O fenômeno que poderá ser observado nos céus nesta segunda-feira (21/12) leva o nome de Estrela de Belém. Trata-se do encontro entre os planetas Júpiter e Saturno, o que não acontecia há 400 anos.

Próximo ao Natal, o nome do fenômeno faz uma alusão à história bíblica. Segundo o livro sagrado, a Estrela de Belém teria guiado os Três Reis Magos ao local do nascimento de Jesus. "A data em que ele ocorre coincide com o solstício de verão no hemisfério Sul e a proximidade com a data comemorativa do Natal.
Na antiguidade a data do solstício de inverno no hemisfério Norte ocorria no dia 24/12 e era a noite mais longa do ano.
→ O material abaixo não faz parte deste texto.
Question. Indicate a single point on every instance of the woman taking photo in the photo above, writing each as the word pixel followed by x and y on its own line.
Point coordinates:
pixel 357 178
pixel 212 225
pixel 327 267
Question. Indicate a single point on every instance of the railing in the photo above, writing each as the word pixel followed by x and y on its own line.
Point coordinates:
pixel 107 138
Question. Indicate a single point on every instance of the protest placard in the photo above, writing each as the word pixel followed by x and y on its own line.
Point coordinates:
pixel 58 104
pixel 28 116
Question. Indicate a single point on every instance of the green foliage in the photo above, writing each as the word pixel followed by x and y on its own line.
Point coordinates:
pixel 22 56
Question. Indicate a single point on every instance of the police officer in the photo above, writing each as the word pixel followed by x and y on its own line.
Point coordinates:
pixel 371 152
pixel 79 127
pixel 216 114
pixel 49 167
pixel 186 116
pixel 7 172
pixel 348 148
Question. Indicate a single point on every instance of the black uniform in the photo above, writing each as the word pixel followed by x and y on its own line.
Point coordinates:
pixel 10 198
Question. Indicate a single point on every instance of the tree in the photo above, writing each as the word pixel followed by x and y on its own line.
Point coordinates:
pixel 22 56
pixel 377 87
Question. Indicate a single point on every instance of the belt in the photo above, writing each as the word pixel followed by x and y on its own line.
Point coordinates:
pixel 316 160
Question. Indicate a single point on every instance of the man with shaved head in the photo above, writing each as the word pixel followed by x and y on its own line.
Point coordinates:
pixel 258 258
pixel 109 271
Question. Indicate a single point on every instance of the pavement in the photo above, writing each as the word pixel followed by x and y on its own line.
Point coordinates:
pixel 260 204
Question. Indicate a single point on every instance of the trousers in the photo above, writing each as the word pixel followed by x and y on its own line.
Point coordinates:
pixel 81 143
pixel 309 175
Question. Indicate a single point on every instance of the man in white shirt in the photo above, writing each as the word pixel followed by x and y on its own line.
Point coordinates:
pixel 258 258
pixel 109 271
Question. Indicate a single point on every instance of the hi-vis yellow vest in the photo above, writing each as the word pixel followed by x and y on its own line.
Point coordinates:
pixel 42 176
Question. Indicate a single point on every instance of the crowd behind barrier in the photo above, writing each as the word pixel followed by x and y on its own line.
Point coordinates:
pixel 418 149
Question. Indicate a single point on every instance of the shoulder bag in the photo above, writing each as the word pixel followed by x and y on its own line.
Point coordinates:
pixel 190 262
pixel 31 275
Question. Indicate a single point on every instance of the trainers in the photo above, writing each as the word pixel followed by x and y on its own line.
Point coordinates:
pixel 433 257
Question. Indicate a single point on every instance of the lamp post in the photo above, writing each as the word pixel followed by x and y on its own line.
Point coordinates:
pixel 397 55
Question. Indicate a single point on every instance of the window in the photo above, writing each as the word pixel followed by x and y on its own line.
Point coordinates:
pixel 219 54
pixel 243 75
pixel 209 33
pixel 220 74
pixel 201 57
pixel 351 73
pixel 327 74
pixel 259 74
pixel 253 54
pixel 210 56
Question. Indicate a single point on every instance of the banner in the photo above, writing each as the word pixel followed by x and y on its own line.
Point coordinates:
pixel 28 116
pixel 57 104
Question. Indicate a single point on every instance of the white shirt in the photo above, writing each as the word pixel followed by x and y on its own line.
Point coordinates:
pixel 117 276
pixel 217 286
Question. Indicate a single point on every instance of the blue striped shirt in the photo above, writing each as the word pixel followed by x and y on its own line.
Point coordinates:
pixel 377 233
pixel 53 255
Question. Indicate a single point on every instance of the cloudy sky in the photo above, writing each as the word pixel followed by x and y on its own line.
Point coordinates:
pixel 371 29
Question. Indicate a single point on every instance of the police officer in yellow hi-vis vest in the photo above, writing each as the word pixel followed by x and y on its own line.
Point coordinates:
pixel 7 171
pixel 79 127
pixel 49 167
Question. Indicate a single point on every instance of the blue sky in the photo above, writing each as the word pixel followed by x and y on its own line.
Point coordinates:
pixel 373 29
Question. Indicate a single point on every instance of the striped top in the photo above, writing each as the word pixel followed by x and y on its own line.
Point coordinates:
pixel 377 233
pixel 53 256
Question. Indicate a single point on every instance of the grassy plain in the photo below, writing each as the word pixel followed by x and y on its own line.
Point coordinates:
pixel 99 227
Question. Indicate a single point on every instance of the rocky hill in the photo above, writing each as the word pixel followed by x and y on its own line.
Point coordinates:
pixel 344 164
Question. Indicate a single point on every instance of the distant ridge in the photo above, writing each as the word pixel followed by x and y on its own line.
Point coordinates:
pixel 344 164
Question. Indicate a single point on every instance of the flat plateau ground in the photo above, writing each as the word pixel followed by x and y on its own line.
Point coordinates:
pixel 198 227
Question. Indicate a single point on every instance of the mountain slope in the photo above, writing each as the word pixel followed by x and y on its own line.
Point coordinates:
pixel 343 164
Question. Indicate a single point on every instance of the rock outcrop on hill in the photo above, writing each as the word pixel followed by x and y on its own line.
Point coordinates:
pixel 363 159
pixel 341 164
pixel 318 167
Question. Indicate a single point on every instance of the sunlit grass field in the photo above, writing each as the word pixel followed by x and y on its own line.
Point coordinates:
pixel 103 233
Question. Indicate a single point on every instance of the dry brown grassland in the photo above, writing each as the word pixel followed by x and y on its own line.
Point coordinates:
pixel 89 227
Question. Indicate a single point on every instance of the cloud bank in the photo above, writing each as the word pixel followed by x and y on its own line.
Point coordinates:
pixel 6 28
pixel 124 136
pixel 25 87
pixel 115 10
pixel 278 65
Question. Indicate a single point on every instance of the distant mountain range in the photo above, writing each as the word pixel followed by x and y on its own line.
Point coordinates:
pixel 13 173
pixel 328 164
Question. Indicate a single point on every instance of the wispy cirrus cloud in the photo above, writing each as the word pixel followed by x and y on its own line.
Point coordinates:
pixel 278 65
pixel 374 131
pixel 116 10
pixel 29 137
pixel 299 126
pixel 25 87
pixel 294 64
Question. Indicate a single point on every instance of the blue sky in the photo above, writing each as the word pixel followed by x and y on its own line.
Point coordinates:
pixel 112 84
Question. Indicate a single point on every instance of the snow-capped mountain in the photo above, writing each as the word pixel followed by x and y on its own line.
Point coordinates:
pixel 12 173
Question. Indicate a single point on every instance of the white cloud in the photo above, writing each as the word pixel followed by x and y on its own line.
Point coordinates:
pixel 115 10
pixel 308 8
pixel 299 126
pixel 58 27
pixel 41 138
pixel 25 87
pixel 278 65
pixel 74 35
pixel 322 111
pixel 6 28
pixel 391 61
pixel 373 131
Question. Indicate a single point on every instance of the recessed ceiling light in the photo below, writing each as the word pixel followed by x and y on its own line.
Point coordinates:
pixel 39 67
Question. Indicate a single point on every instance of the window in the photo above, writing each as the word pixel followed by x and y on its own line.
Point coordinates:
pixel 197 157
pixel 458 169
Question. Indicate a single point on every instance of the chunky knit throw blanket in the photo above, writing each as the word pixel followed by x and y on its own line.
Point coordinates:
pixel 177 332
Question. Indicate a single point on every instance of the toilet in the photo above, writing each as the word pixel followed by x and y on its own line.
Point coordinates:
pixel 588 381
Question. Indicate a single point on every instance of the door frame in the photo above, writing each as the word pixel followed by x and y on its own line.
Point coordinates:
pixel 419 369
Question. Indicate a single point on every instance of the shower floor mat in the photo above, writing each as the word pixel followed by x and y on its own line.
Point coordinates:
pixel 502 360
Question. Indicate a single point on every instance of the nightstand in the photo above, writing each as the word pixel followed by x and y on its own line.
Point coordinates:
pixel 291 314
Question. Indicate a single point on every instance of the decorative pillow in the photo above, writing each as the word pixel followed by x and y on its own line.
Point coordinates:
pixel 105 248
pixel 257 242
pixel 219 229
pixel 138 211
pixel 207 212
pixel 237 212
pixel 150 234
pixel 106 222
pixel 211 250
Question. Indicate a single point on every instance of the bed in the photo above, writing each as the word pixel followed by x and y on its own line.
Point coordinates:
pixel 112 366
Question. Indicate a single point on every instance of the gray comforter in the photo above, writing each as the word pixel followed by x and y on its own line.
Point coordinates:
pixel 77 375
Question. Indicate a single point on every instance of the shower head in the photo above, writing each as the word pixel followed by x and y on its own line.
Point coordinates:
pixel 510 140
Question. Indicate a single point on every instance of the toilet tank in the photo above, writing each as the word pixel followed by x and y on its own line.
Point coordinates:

Então o dia 25/12 marcava o início de noites cada vez mais curtas, ou seja, saía de um período de trevas para a luz em que o ápice do dia mais longo ocorria em junho, marcando o solstício de verão no hemisfério Norte", explica Ricardo Melo, do Clube de Astronomia de Brasília. 

A teoria de que se trata do mesmo fenômeno é do astrônomo alemão Johannes Kepler e foi proposta no século 17. Segundo ele, essa mesma conjunção planetária teria acontecido por volta do do ano 6 A.C. e seria ela que estaria sendo citada na história do nascimento de Jesus Cristo.

Nesta segunda, como um presente dos magos, o fenômeno ficará visível a olho nu na maior parte do mundo. E ainda coincidiu com o solstício de verão no Hemisfério Sul.

Após o ápice do fenômeno, ele ainda poderá ser visto pelos próximos dias.